Basketball players from around the Big Horn Basin descended on Northwest College to improve their skills over three days at the Trapper & Panther Summer Camp.
The camp was run by Northwest College women’s coach Lauren Davis and Powell High School girls’ basketball coach Chelsea Buher — bringing in kids from kindergarten to high school seniors to receive help teaching and improving their skills. The camp brought in dozens of athletes from all over the area.
“This is where great players are made is in the summer,” Buher said. “It needs to start young and that is why coach Davis and I decided to drop our level all the way down to first grade — even getting a kindergartner in here.”
Buher said that the goal is to get kids as excited about the sport as the coaches are, hoping to help grow the sport from the ground up.
She said that the plan for the camp was to do different drills but be continually working on the same type of skill.

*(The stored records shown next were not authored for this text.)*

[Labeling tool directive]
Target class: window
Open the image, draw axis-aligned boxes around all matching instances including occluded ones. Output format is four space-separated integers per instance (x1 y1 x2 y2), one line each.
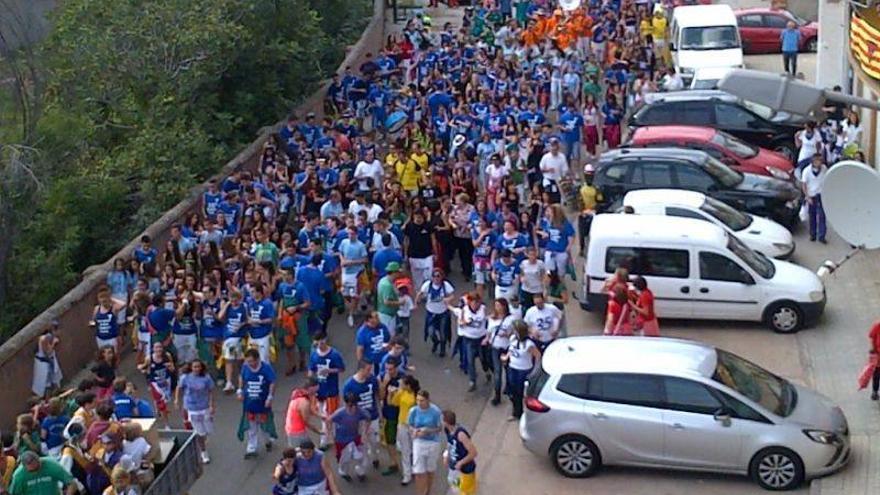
587 374 663 407
556 373 589 399
676 101 712 126
631 162 673 187
675 165 715 191
605 247 690 278
604 163 629 184
666 206 711 223
700 251 755 284
663 377 723 414
636 103 675 125
736 14 762 27
764 15 788 29
715 103 755 129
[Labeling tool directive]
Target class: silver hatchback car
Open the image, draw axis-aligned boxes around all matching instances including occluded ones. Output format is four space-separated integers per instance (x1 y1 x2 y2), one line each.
519 337 850 490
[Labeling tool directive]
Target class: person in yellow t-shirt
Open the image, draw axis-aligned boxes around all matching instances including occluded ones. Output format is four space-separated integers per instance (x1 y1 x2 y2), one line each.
389 375 420 485
578 163 602 257
651 9 669 64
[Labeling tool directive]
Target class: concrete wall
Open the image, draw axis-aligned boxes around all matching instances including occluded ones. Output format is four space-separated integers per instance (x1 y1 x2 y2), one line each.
0 0 385 427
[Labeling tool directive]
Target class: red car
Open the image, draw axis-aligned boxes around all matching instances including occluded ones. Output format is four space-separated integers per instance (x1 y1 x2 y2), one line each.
625 125 794 180
734 8 819 54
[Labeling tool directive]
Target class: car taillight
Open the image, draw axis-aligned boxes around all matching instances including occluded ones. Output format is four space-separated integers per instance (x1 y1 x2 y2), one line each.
526 397 550 412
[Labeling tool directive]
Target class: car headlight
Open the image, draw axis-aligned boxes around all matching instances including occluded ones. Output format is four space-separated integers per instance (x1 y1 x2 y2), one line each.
764 167 791 180
804 430 840 445
773 242 791 251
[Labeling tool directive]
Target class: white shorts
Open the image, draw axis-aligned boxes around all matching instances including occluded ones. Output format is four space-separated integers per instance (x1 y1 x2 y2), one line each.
379 313 397 337
171 335 199 363
342 272 360 297
413 438 440 474
95 337 119 351
187 409 214 437
223 337 244 361
248 334 272 363
495 285 517 302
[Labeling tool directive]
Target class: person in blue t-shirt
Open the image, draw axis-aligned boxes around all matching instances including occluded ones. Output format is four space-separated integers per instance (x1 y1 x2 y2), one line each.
355 311 391 375
535 204 575 277
558 107 584 164
309 331 345 445
247 282 275 363
342 360 379 467
236 349 278 458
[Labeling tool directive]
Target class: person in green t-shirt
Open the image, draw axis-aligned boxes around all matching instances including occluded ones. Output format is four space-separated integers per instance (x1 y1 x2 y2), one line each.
9 452 76 495
252 229 280 266
376 261 400 332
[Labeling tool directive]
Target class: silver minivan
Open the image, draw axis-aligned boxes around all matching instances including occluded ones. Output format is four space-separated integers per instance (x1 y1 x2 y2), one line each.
519 337 850 490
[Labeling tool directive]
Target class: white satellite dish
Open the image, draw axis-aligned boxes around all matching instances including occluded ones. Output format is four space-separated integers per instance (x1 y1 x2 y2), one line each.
559 0 581 12
822 160 880 249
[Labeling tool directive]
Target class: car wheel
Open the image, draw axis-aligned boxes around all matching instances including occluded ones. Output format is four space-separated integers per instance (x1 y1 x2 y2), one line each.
806 38 819 53
766 301 804 333
749 447 804 491
550 435 602 478
773 142 797 163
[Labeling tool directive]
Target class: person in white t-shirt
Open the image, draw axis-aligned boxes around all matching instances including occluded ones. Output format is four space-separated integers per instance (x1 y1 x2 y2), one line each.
523 294 562 352
801 154 828 244
354 150 385 191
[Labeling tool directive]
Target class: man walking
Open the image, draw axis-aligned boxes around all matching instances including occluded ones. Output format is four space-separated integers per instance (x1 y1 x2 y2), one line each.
779 21 801 77
801 153 828 244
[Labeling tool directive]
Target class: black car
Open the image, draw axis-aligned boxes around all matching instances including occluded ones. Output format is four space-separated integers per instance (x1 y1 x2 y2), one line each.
628 90 803 160
593 148 803 227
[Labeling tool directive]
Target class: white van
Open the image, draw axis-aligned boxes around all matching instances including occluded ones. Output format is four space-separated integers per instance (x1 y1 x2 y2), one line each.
623 189 794 259
581 214 826 333
669 4 743 87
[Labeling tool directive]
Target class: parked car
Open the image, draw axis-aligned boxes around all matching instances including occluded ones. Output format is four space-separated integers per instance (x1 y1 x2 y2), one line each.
581 214 826 333
734 8 819 53
669 4 743 85
627 90 804 161
688 67 733 89
519 336 851 490
623 189 794 259
626 125 794 180
593 148 803 226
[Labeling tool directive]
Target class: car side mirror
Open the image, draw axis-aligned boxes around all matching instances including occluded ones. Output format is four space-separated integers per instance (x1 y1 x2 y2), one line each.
712 407 732 428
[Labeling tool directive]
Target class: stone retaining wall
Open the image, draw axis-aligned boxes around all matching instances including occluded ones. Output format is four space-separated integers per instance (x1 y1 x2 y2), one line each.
0 0 385 426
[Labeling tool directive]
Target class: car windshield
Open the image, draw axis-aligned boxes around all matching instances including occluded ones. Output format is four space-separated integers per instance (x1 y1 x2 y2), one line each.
681 26 739 50
700 197 752 232
727 234 776 280
741 100 776 120
712 131 758 158
712 349 797 417
703 156 743 188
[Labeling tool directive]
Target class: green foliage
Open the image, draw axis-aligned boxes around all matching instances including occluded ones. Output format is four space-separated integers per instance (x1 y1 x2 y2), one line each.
0 0 372 338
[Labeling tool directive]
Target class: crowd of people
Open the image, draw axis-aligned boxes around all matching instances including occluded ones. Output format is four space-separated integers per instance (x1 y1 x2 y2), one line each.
8 0 720 495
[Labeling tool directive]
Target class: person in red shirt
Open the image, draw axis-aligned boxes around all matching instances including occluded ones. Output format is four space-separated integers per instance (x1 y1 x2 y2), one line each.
630 275 660 337
868 320 880 400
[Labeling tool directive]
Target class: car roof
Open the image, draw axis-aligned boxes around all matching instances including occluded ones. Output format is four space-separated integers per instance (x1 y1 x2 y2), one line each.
590 213 727 250
733 7 788 17
541 336 718 378
672 4 736 28
599 148 709 167
623 189 706 208
645 89 739 105
632 125 718 143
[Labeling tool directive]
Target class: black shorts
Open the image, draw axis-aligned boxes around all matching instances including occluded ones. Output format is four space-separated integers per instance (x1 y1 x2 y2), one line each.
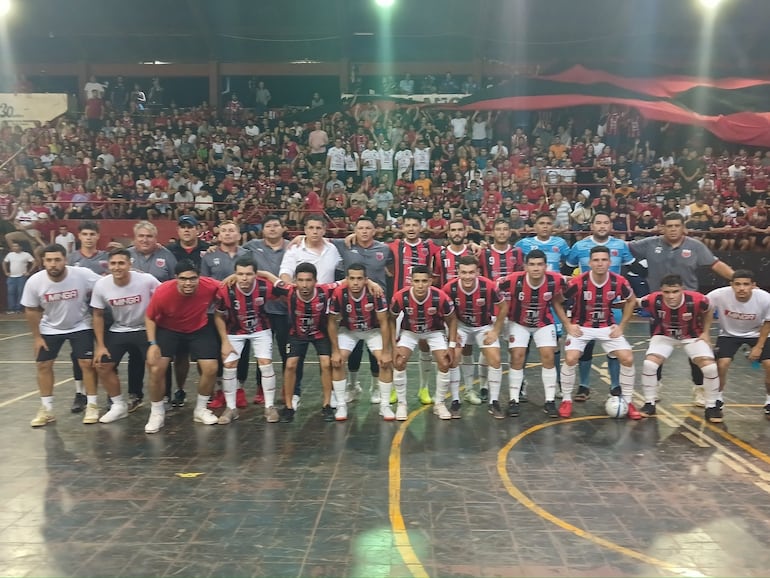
155 324 220 361
286 335 332 359
102 330 147 365
714 335 770 361
36 329 94 361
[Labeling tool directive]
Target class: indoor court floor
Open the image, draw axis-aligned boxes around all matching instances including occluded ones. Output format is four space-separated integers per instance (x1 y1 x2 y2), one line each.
0 317 770 577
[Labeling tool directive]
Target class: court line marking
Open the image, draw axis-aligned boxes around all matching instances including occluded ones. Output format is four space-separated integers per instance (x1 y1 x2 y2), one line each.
0 377 74 409
497 415 703 576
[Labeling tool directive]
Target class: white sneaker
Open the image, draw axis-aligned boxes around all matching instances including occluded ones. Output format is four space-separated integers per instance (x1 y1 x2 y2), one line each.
99 403 128 423
216 407 240 425
83 403 99 424
433 403 452 419
380 405 396 421
193 407 219 425
144 412 166 433
692 386 706 407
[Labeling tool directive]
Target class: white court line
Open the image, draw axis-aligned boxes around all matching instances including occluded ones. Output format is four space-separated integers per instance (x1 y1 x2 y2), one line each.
0 377 73 409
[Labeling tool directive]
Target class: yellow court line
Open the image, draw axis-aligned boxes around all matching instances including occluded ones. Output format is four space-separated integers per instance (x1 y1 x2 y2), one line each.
497 415 701 576
388 405 431 578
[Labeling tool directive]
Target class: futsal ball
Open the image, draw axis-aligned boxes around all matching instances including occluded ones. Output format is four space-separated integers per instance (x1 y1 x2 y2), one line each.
604 395 628 419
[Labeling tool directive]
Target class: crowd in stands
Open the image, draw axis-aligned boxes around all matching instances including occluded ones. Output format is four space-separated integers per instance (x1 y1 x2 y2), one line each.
0 74 770 250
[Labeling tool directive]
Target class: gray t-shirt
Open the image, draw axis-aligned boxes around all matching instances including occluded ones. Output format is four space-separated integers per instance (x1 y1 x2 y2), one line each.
628 236 719 291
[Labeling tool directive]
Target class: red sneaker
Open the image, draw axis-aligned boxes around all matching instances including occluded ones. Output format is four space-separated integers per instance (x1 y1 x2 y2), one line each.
206 389 227 409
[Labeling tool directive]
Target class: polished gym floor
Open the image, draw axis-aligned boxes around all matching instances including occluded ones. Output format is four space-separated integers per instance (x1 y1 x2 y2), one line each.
0 317 770 577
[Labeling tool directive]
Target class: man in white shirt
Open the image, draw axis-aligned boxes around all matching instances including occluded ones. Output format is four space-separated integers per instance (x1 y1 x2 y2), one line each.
21 245 101 427
707 269 770 419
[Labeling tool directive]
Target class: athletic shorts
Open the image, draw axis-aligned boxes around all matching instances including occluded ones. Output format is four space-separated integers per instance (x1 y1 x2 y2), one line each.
35 329 94 361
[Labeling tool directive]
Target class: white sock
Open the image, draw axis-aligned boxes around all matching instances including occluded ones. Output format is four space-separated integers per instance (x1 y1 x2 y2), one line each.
222 367 238 409
487 367 503 402
642 359 660 405
259 363 275 407
540 367 556 401
449 367 460 401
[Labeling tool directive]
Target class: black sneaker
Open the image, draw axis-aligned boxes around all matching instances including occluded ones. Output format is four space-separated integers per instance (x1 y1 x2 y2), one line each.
639 401 656 417
280 407 294 423
70 393 88 413
574 385 591 401
706 407 724 423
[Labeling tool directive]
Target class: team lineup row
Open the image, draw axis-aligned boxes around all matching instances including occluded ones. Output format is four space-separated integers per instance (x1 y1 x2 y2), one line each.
16 209 768 432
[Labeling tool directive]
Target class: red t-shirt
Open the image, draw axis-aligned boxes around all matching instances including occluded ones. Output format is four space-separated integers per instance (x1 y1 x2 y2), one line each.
146 277 220 333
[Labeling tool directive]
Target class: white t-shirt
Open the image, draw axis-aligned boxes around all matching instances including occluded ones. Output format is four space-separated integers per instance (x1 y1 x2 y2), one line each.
706 287 770 337
21 266 101 335
91 271 160 333
3 251 35 277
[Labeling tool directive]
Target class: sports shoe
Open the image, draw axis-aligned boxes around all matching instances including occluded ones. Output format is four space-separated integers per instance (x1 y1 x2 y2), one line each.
705 407 724 423
265 405 281 423
206 389 227 409
217 404 238 425
345 381 362 403
639 402 657 417
83 403 99 424
433 403 452 419
99 403 128 423
280 407 294 423
193 407 219 425
29 405 56 427
127 392 144 413
235 387 249 408
380 405 396 421
692 385 706 407
562 385 591 400
70 393 88 413
488 400 505 419
144 412 166 433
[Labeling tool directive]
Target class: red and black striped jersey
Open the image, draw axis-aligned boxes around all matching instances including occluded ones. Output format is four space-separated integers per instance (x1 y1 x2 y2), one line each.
640 291 710 339
441 277 503 327
390 286 455 333
479 245 524 279
498 271 566 328
564 271 634 328
388 240 438 293
216 278 278 335
435 245 473 287
329 287 388 331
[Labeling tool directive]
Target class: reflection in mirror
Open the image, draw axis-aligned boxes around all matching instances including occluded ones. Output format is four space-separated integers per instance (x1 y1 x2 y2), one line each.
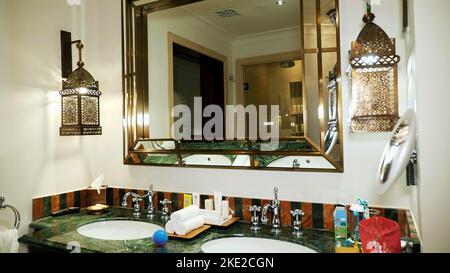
121 0 343 171
182 154 251 167
134 140 176 152
255 156 335 170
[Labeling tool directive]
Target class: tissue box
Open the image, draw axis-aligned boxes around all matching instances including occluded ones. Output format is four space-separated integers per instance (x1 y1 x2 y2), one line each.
200 209 231 226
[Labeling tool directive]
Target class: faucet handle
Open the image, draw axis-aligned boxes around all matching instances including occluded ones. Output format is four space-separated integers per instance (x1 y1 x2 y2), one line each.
291 209 305 237
248 205 261 219
159 199 172 218
248 205 261 231
291 209 305 221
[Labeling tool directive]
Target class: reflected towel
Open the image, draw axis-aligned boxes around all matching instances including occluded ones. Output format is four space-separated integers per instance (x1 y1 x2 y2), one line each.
170 205 200 223
0 229 19 253
166 220 175 234
175 215 205 236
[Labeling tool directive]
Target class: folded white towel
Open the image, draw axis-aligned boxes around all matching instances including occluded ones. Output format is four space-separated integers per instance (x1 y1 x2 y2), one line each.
0 229 19 253
200 209 232 226
175 215 205 236
166 220 175 234
170 205 200 223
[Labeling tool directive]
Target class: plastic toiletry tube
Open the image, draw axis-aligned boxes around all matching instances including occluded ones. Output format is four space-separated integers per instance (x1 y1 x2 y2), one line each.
192 192 200 207
222 201 230 218
205 199 214 210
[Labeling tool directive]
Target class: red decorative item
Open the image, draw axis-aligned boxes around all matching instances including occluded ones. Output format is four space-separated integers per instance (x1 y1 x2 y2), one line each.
359 217 402 253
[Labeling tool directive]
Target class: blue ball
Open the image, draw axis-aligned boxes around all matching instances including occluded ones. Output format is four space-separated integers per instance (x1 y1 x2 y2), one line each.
152 229 169 246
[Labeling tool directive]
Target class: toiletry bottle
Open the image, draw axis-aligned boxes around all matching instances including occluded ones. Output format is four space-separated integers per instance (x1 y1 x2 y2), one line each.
334 205 348 240
183 194 192 208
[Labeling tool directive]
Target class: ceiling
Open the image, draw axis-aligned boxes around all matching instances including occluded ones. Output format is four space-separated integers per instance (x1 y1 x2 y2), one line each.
181 0 300 37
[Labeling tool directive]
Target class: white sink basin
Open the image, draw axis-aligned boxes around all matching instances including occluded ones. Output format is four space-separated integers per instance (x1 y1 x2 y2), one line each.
202 237 317 253
77 220 163 241
183 155 231 166
267 156 336 170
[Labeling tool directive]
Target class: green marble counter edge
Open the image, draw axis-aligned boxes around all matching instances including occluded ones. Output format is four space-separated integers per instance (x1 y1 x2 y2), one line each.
19 207 335 253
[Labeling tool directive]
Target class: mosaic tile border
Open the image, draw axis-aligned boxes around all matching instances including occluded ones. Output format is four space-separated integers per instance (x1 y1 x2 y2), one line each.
32 187 421 253
33 188 412 235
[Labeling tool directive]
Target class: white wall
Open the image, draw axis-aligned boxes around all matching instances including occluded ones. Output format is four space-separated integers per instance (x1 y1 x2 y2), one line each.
0 0 418 246
0 0 94 238
411 0 450 252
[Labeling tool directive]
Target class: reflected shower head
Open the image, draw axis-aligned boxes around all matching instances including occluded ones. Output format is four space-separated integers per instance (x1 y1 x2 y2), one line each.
280 60 295 68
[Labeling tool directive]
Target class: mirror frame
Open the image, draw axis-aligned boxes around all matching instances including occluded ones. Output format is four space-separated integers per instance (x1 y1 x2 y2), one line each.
121 0 344 173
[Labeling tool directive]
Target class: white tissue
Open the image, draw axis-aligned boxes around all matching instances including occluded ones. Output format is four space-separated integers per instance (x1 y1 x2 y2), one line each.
91 174 105 195
175 215 205 236
200 210 232 226
170 205 200 222
0 229 19 253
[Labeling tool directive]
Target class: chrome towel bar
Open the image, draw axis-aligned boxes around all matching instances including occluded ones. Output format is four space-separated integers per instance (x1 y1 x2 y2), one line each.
0 196 20 229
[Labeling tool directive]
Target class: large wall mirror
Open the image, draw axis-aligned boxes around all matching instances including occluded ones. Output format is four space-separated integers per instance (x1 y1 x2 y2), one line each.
122 0 344 172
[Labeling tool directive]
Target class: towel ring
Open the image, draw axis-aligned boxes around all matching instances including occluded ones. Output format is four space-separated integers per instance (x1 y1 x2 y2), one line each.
0 196 20 229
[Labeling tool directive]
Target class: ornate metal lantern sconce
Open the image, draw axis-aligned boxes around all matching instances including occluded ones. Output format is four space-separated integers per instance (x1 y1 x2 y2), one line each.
350 5 400 133
60 31 102 136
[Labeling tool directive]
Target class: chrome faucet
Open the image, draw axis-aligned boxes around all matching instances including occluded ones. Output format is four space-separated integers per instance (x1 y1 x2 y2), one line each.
122 184 155 218
122 191 142 218
159 199 172 221
261 187 281 234
249 205 261 232
291 209 305 237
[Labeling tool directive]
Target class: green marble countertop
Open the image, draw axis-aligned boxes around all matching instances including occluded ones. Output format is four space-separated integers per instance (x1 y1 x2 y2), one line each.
19 207 335 253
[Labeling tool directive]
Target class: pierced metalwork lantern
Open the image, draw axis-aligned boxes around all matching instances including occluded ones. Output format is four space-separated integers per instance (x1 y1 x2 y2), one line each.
60 41 102 136
350 12 400 132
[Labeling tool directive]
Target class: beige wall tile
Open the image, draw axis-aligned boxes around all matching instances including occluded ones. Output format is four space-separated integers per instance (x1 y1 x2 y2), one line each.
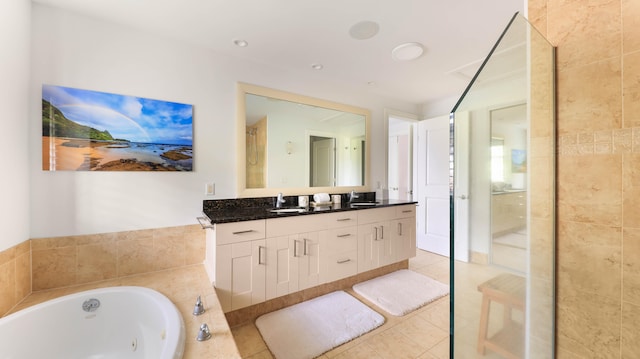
557 221 622 302
152 233 185 270
556 288 620 358
31 246 77 291
557 155 622 226
116 237 155 277
547 0 622 70
77 237 118 284
622 228 640 306
621 302 640 358
16 252 31 302
0 246 16 266
529 218 556 281
622 50 640 127
557 58 622 135
31 237 76 250
623 153 640 228
621 0 640 54
0 260 17 315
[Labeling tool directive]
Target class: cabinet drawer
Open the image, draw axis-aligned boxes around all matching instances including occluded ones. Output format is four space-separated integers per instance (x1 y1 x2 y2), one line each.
266 214 327 238
323 211 358 229
323 226 358 255
215 219 265 245
356 207 396 224
324 250 358 282
396 204 416 218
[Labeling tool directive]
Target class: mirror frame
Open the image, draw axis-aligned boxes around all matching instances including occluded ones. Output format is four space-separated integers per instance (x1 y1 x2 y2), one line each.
236 82 371 198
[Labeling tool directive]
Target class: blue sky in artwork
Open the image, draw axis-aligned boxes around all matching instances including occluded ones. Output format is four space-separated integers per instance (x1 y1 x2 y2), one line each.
42 85 193 146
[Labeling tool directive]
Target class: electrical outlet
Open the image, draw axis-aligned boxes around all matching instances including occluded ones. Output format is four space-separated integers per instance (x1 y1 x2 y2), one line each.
204 182 216 196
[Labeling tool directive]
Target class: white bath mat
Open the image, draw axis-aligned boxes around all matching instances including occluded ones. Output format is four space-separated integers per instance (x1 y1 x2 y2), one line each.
353 269 449 317
256 291 384 359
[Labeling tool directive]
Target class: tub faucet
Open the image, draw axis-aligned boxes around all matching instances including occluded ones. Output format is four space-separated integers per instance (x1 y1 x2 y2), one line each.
196 323 211 342
193 296 204 315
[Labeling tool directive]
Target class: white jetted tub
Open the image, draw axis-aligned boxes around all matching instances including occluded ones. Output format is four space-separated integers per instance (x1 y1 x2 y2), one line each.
0 287 185 359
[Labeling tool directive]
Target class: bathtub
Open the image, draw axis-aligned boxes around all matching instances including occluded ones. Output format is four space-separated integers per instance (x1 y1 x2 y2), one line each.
0 287 185 359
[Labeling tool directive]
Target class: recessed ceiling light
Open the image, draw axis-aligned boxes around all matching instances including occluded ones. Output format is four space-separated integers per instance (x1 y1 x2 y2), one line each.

“They may not always be thinking about doing the same skill in a different drill until we point it out,” Buher said. “It’s kind of like an ‘ah-ha’ moment where you can work on the same skills by doing different drills. We felt like every kid got better in some capacity.”
Buher said that they were able to have some kids from her high school team to come out and help teach drills during the morning session before competing in the afternoon.
“It just builds their fan base — this is who looks up to them,” Buher said. “High school kids kind of forget that kids that age can look up to them even though they feel like they are just in high school. You are a role model to those kids in real life and not just somebody they watch on TV.”
She said that she and Davis make a good team because they bounce ideas off each other and bring different ideas forward that they use either with the Panthers or the Trappers.
Buher said that she was grateful to work with the kids that came to compete in the afternoon that included several players already on the Panthers and multiple incoming freshmen to her program next year.
“No matter what age you are, you can always work on perfecting your craft and continue to build your toolbox,” Buher said. “That’s what those girls are in there doing and I appreciate that they are going to benefit from that in the long run as they continue to see their game grow.”